Keinginan untuk dipuji
Seseorang dapat bertindak
menyimpang karena keinginan untuk mendapat pujian, seperti banyak uang, selalu
berpakaian mahal dan perhiasan yang mewah, atau gaya hidup yang mewah.
g. Proses Belajar yang Menyimpang
Hal ini terjadi melalui
interaksi sosial dengan orang-orang yang berperilaku menyimpang. Misalnya, seorang
anak remaja yang sering bergaul dengan kelompok remaja pengguna obat-obatan
terlarang atau terlibat perkelahian.
h. Ketidaksanggupan Menyerap Norma
Ketidaksanggupan menyerap
norma ke dalam kepribadian seseorang diakibatkan karena ia menjalani proses
sosialisasi yang tidak sempurna, sehingga ia tidak sanggup menjalankan
peranannya sesuai dengan perilaku yang diharapkan oleh masyarakat.
i.
Adanya Ikatan Sosial yang
Berlainan
Seorang individu
cenderung mengidentifikasikan dirinya dengan kelompok yang paling ia hargai dan
akan lebih senang bergaul dengan kelompok itu daripada dengan kelompok lainnya.
j.
Proses Sosialisasi
Nilai-Nilai Subkebudayaan Menyimpang
Perilaku menyimpang yang
terjadi dalam masyarakat dapat disebabkan karena seseorang memilih nilai
subkebudayaan yang menyimpang, yaitu suatu kebudayaan khusus yang normanya
bertentangan dengan norma budaya yang dominan. Contohnya kehidupan di lingkungan
pelacuran dan perjudian.
k. Kegagalan dalam Proses Sosialisasi
Proses sosialisasi bisa
dianggap tidak berhasil jika individu tersebut tidak berhasil mendalami
norma-norma masyarakat. Keluarga adalah lembaga yang paling bertanggung jawab
atas penanaman norma-norma masyarakat dalam diri anggota keluarga.

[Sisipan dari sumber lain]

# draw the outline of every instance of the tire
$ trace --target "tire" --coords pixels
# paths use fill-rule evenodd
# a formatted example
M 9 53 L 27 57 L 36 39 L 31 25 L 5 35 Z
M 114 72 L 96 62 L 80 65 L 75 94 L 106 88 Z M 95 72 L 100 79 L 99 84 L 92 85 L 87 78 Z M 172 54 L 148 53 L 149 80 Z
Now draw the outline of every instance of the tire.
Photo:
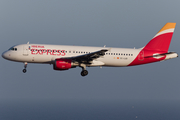
M 81 72 L 81 76 L 86 76 L 88 74 L 88 71 L 87 70 L 83 70 L 82 72 Z
M 27 71 L 26 69 L 23 69 L 23 73 L 26 73 L 26 71 Z

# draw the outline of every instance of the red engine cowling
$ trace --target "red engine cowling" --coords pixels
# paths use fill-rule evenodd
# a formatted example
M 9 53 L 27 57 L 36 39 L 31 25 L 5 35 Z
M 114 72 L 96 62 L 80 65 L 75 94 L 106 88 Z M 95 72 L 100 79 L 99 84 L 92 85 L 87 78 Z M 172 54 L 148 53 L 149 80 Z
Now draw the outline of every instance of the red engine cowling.
M 54 70 L 68 70 L 72 67 L 72 60 L 56 59 L 54 62 Z

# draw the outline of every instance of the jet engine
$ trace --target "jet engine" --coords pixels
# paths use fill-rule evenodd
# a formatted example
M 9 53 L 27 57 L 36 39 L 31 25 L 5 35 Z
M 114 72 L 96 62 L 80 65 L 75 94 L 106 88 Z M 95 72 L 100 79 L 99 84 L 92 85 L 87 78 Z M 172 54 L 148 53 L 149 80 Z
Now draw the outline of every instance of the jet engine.
M 59 58 L 59 59 L 55 59 L 53 67 L 54 70 L 68 70 L 75 66 L 73 65 L 72 60 Z

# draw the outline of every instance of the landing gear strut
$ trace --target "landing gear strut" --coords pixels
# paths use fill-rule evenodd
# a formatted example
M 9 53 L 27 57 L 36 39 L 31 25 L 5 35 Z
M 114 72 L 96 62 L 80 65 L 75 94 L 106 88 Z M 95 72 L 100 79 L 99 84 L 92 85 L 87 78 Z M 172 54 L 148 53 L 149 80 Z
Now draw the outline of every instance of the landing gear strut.
M 26 72 L 27 72 L 26 68 L 27 68 L 27 62 L 24 63 L 23 73 L 26 73 Z
M 86 76 L 88 74 L 88 71 L 86 70 L 86 65 L 81 64 L 80 67 L 82 68 L 81 76 Z

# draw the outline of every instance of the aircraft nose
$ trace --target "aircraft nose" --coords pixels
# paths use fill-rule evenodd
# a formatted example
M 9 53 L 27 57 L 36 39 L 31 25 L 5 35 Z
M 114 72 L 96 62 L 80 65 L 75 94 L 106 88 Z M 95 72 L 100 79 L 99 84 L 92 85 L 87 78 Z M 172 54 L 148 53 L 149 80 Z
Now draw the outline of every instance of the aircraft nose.
M 3 52 L 1 55 L 4 59 L 7 59 L 7 52 Z

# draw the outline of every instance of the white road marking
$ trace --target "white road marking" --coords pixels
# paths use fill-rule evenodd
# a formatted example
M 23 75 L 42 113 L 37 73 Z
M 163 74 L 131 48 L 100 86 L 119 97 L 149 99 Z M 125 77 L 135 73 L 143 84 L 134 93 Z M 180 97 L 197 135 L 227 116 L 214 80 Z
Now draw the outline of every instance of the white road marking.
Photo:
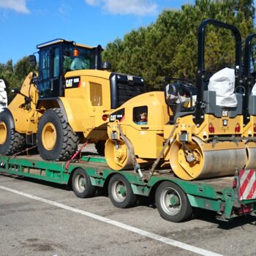
M 137 228 L 137 227 L 135 227 L 132 226 L 129 226 L 128 225 L 126 225 L 126 224 L 124 224 L 121 222 L 116 222 L 115 220 L 112 220 L 110 219 L 108 219 L 108 218 L 103 217 L 99 216 L 99 215 L 91 214 L 89 211 L 77 209 L 75 208 L 64 205 L 62 203 L 57 203 L 55 201 L 51 201 L 51 200 L 48 200 L 48 199 L 39 197 L 37 197 L 37 196 L 33 195 L 27 194 L 27 193 L 23 192 L 21 191 L 12 189 L 6 187 L 3 187 L 3 186 L 0 186 L 0 189 L 3 189 L 3 190 L 9 191 L 9 192 L 15 193 L 15 194 L 22 195 L 22 196 L 26 197 L 29 197 L 29 198 L 34 199 L 34 200 L 38 200 L 38 201 L 40 201 L 42 203 L 48 203 L 48 204 L 67 210 L 67 211 L 71 211 L 75 212 L 76 214 L 80 214 L 86 216 L 88 217 L 101 221 L 101 222 L 105 222 L 105 223 L 112 225 L 113 226 L 116 226 L 116 227 L 123 228 L 124 230 L 129 230 L 129 231 L 141 235 L 141 236 L 148 237 L 150 238 L 161 241 L 162 243 L 167 244 L 170 244 L 171 246 L 185 249 L 187 251 L 195 252 L 198 255 L 206 255 L 206 256 L 222 256 L 222 255 L 219 255 L 219 254 L 217 254 L 215 252 L 212 252 L 207 251 L 207 250 L 201 249 L 201 248 L 193 246 L 192 245 L 187 244 L 185 243 L 179 242 L 178 241 L 170 239 L 170 238 L 168 238 L 165 237 L 165 236 L 162 236 L 154 234 L 154 233 L 151 233 L 151 232 L 140 230 L 139 228 Z

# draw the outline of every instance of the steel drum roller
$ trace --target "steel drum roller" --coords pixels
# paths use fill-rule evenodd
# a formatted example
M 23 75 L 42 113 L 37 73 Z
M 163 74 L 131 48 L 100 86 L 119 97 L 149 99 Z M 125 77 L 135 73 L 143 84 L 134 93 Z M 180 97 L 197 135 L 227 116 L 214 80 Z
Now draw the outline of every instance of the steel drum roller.
M 170 164 L 175 174 L 184 180 L 233 175 L 246 162 L 246 149 L 244 142 L 203 142 L 192 137 L 193 143 L 182 144 L 177 140 L 171 145 Z
M 244 169 L 256 169 L 256 143 L 248 142 L 246 149 L 248 157 Z

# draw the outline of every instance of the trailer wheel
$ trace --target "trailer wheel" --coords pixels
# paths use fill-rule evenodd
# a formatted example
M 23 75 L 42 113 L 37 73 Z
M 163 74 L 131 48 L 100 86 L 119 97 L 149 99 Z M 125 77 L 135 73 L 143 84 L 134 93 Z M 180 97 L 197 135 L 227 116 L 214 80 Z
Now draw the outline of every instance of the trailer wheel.
M 99 140 L 95 143 L 95 148 L 99 156 L 105 156 L 105 144 L 106 140 Z
M 156 204 L 161 217 L 169 222 L 184 221 L 192 213 L 187 195 L 179 187 L 170 181 L 164 181 L 158 187 Z
M 38 151 L 45 160 L 67 161 L 75 153 L 78 138 L 59 108 L 45 112 L 38 124 Z
M 72 177 L 72 188 L 77 197 L 86 198 L 94 195 L 96 188 L 91 185 L 91 180 L 84 170 L 78 168 Z
M 108 195 L 114 206 L 128 208 L 135 204 L 137 196 L 133 194 L 131 185 L 121 174 L 115 174 L 108 184 Z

6. Media Pembentukan Perilaku Menyimpang
Kepribadian menyimpang dalam diri seseorang dapat terbentuk karena adanya
media pencetus yang dapat mendorong terbentuknya kepribadian menyimpang itu.

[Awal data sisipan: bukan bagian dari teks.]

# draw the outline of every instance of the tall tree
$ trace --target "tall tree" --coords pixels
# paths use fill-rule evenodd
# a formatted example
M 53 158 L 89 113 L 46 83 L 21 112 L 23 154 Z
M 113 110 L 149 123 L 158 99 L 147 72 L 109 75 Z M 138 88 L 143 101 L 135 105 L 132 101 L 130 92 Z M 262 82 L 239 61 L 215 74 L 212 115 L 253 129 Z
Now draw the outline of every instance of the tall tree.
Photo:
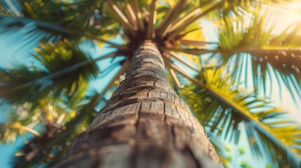
M 241 123 L 245 123 L 250 146 L 256 155 L 265 153 L 274 165 L 293 167 L 300 164 L 301 130 L 290 121 L 275 120 L 283 112 L 271 107 L 257 94 L 262 91 L 267 94 L 265 83 L 271 74 L 275 74 L 279 83 L 283 82 L 292 95 L 300 93 L 300 51 L 295 48 L 300 41 L 300 37 L 295 36 L 299 26 L 280 36 L 272 34 L 272 29 L 265 27 L 268 23 L 265 18 L 269 13 L 262 11 L 268 8 L 267 4 L 277 9 L 285 3 L 288 1 L 25 0 L 1 3 L 0 26 L 15 37 L 30 37 L 30 45 L 22 38 L 15 39 L 24 48 L 35 46 L 37 38 L 43 38 L 50 46 L 59 46 L 58 41 L 65 38 L 81 42 L 93 39 L 100 47 L 107 43 L 116 48 L 117 51 L 100 59 L 72 63 L 58 71 L 49 69 L 50 74 L 37 74 L 38 78 L 46 76 L 41 79 L 53 80 L 54 88 L 50 88 L 57 96 L 60 92 L 53 88 L 62 85 L 60 81 L 68 73 L 79 73 L 74 71 L 103 58 L 126 57 L 120 62 L 123 68 L 103 92 L 126 72 L 125 79 L 120 80 L 123 81 L 91 127 L 72 144 L 58 167 L 219 166 L 203 127 L 168 82 L 165 75 L 168 70 L 178 91 L 186 81 L 179 76 L 192 82 L 192 88 L 183 90 L 184 97 L 198 119 L 209 128 L 210 135 L 231 133 L 237 142 Z M 203 18 L 220 26 L 219 43 L 204 41 L 199 22 Z M 20 28 L 24 31 L 15 31 Z M 109 41 L 117 36 L 123 38 L 123 45 Z M 51 58 L 58 50 L 49 52 L 41 46 L 36 50 L 42 50 L 41 57 Z M 43 62 L 39 57 L 36 59 Z M 241 62 L 253 69 L 251 80 L 255 92 L 250 94 L 239 88 L 246 67 Z M 57 63 L 48 65 L 54 64 Z M 183 65 L 196 75 L 189 74 Z M 12 75 L 6 73 L 4 83 L 7 83 L 7 76 Z M 9 97 L 9 92 L 26 90 L 31 83 L 34 85 L 29 88 L 34 88 L 41 81 L 35 78 L 29 78 L 29 83 L 13 83 L 13 89 L 4 91 L 1 97 L 11 103 L 18 102 L 15 97 Z M 79 78 L 62 83 L 69 85 Z M 22 99 L 19 102 L 28 101 Z M 93 111 L 93 107 L 84 108 Z M 70 118 L 69 124 L 79 123 L 76 120 Z M 60 139 L 62 139 L 60 134 L 72 132 L 61 132 L 65 134 L 57 134 Z M 59 150 L 45 158 L 51 160 L 55 153 L 62 153 Z M 227 165 L 227 162 L 224 163 Z

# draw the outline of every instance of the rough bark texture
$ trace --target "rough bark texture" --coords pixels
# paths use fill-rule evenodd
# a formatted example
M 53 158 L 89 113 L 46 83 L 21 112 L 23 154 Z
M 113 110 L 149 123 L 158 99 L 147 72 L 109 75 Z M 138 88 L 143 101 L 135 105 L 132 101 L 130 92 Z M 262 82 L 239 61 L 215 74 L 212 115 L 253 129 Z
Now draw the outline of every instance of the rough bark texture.
M 203 128 L 169 84 L 157 48 L 142 44 L 91 128 L 58 167 L 221 167 Z

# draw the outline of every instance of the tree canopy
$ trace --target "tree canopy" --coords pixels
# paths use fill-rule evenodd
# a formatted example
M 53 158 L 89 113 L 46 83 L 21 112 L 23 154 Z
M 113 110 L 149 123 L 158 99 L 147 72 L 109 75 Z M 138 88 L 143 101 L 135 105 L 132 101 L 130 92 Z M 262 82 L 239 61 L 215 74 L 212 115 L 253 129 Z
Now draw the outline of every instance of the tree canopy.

Media pembentukan kepribadian menyimpang itu, antara lain keluarga, lingkungan
tempat tinggal, kelompok bermain, dan media massa.
a.
Keluarga
Pembentukan kepribadian
seseorang untuk pertama kalinya akan berawal dari keluarga karena proses
sosialisasi yang dialami seorang individu untuk membentuk kepribadiannya itu
berawal dari media sosialisasi ini.
b.
Lingkungan Tempat Tinggal
Lingkungan tempat tinggal
juga dapat mempengaruhi kepribadian seorang individu dalam proses
pembentukannya. Bila seorang individu hidup dan tinggal dalam lingkungan buruk,
warga masyarakatnya suka melakukan tindakan kriminalitas, seperti perampokan,
pencurian, suka menggunakan obat bius, dan mengedarkan narkoba, cenderung akan
membentuk kepribadian yang buruk atau menyimpang.
c.
Kelompok Bermain
Lingkungan tempat tinggal
dan kelompok bermain merupakan dua media sosialisasi yang sangat berkaitan
karena seorang individu akan memiliki kelompok bermain atau pergaulan dalam
lingkungan tempat tinggalnya tersebut. Kelompok bermain atau pergaulan ini juga
dapat memengaruhi pembentukan kepribadian seorang individu. Jika ia memiliki kelompok
bermain yang positif, suka belajar, dan melakukan hal-hal atau perbuatan baik,
maka perilakunya cenderung positif. Sebaliknya apabila seorang individu
memiliki kelompok bermain yang negatif, maka pola perilaku dan kepribadiannya
akan cenderung negatif.
d.
Media Massa
Media massa dapat disebut
sebgai media sosialisasi yang dapat memengaruhi kepribadian seseorang.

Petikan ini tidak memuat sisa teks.